It’s a small world after all – the politics of changing companies

Q. I want to work for my company’s competitor, Company B. They are bigger, in a better location and have more resources than my current employer, Company A. Both of these companies operate in a niche industry and the presidents of Company A and B know each other well, and are actually friends.

I am a very good employee with a solid track record of success, and want to let Company B’s president know that I’d like to work for them. But my company’s president is so vengeful, that I’m afraid if I do, word will get back to Company A, my current employer, and I’m surely fired.

My question is – can I be fired for expressing my interest in working for a competitor? If so, is my only option to just take my chances that nobody will find out?

A. A few things come to mind immediately. The first is the Disney music to “It’s a small world after all”, and the second is a great quote “A secret is something only one person knows”.

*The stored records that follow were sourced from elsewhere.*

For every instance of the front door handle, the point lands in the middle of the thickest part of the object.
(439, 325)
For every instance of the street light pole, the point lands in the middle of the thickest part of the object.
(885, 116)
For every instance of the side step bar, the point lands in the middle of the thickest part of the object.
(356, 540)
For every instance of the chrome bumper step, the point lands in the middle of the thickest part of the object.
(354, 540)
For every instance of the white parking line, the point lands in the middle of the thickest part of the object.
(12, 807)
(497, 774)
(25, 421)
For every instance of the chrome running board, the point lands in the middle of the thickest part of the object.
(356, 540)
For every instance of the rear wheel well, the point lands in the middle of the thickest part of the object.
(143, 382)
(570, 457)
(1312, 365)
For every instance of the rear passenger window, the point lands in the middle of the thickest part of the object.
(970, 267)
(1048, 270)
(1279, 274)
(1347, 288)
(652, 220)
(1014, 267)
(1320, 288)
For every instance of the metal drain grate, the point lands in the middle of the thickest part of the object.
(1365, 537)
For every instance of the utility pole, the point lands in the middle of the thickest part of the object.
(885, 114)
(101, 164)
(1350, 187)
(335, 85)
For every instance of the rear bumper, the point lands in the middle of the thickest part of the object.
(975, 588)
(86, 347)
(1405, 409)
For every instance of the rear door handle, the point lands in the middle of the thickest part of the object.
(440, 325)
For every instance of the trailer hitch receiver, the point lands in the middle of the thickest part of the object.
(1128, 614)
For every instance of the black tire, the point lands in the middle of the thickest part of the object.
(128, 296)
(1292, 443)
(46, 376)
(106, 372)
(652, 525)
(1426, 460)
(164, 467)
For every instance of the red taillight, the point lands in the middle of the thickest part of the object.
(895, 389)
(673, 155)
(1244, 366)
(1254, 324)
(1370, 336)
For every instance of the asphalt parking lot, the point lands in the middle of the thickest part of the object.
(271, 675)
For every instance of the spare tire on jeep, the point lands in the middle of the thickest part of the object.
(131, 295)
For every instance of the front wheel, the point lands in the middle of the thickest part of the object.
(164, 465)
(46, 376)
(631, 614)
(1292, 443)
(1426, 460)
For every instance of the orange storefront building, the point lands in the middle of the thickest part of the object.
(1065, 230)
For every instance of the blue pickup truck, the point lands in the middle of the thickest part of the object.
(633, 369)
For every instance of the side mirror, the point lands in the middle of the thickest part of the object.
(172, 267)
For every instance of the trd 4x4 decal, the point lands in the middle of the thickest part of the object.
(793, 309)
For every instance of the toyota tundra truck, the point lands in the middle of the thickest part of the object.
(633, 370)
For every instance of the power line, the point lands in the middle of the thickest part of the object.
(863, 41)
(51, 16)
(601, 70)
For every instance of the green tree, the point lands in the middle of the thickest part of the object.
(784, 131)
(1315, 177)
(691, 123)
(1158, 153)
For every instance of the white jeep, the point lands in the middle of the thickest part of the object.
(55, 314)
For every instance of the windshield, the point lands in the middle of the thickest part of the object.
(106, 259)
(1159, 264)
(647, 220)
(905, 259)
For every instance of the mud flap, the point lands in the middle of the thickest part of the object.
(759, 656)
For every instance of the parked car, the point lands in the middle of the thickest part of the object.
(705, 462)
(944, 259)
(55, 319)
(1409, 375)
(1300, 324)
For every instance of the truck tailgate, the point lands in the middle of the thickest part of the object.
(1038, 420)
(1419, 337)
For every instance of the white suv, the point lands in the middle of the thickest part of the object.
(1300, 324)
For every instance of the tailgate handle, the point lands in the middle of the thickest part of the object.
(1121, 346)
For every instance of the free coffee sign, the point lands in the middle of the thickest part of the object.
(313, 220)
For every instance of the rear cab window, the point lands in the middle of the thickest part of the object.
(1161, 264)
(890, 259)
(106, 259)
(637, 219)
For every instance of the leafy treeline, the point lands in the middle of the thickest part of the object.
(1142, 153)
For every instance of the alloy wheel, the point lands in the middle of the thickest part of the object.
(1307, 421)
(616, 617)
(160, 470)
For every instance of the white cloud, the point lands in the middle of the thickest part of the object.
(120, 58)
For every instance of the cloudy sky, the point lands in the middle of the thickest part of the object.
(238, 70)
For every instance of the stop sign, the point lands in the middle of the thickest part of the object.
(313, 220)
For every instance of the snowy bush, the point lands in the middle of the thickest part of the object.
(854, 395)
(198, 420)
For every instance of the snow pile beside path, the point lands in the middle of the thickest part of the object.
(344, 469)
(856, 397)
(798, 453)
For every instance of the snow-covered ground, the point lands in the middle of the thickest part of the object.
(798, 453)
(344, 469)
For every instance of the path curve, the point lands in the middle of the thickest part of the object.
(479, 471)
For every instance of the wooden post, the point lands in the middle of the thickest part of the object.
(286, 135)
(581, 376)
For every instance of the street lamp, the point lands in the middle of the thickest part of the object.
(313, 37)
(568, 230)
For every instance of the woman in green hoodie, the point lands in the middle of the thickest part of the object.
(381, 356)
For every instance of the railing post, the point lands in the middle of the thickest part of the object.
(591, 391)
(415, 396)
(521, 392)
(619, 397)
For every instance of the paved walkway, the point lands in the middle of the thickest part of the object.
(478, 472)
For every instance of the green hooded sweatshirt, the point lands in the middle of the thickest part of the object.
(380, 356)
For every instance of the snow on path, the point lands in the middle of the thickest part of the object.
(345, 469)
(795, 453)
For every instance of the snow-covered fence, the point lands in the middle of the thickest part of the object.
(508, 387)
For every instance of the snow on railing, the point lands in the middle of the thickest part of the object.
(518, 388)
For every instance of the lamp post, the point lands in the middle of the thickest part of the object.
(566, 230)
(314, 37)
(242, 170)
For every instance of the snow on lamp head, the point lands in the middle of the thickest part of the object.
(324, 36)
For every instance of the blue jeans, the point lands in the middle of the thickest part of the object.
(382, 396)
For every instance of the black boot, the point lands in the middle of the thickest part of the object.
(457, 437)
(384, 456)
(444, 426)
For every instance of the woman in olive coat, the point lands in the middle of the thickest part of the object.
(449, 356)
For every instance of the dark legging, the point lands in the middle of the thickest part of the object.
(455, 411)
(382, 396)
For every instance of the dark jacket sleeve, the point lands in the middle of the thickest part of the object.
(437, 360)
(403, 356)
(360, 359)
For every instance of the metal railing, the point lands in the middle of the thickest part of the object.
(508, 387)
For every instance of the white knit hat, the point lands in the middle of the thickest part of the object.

Next, what are your contractual obligations? Do you have a non-compete agreement? Have you signed any other types of employment documents? Non-disclosures? If you need to, consult an attorney before you make any moves.

There are ways to evaluate what the potential success of taking the kind of steps that would be needed to make this kind of move. First I would look at whether there has been any exchange of employees in the past. Has anyone made a move, either way between these 2 companies?

I doubt you are the first person who has compared opportunities. Perhaps no one has decided to take the risk, but if anyone has, and joined the competing firm, you know it can be done. If it hasn’t been done successfully that you can see, you can make some inquiries within your own firm to see if any attempts have been made, and what the outcome was.

Retaining your current position will need a commitment to confidentiality. You might also try to have a similar conversation with a contingency or retained search firm who has done any work for the organization. You may also find out that there is some kind of presidential agreement about hands off policies regarding poaching each others employees.

If after your initial research you are still interested in exploring the possibility of jumping from Company A to B, know that your action, if discovered could be seen as disloyal. People have been separated from companies based on similar actions. Also take a look at what your next career step after Company B might be. If you do make a move, or if you are separated, and involved in a new job search, people will be looking at your track record, and the reasons for each job change.


Moving forward in the inquiry stage does not need to start at the presidential level – unless that is who you would report to. I’d suggest starting with a confidential, informal, off-site conversation with human resources. If you can generate an informal opportunity to be at an event or events where you and Company B president will be, without Company A present, or events with colleagues who would be very interested in seeing you have a conversation with Company B president, you can certainly express your extremely positive perception of their firm, their work, the opportunities they provide, and their growth strategy. If the president is duly impressed with what he knows or has heard about you, he may suggest another meeting. If not, you might say “Way off the record, I’d love to talk to you in greater detail. Would that be possible to arrange?” The response you get will let you know whether to back off, or continue to pursue the opportunity.

Stay very aware that every meeting you have generates risk for the security of your current position. Risk and reward often go hand in hand, but not always.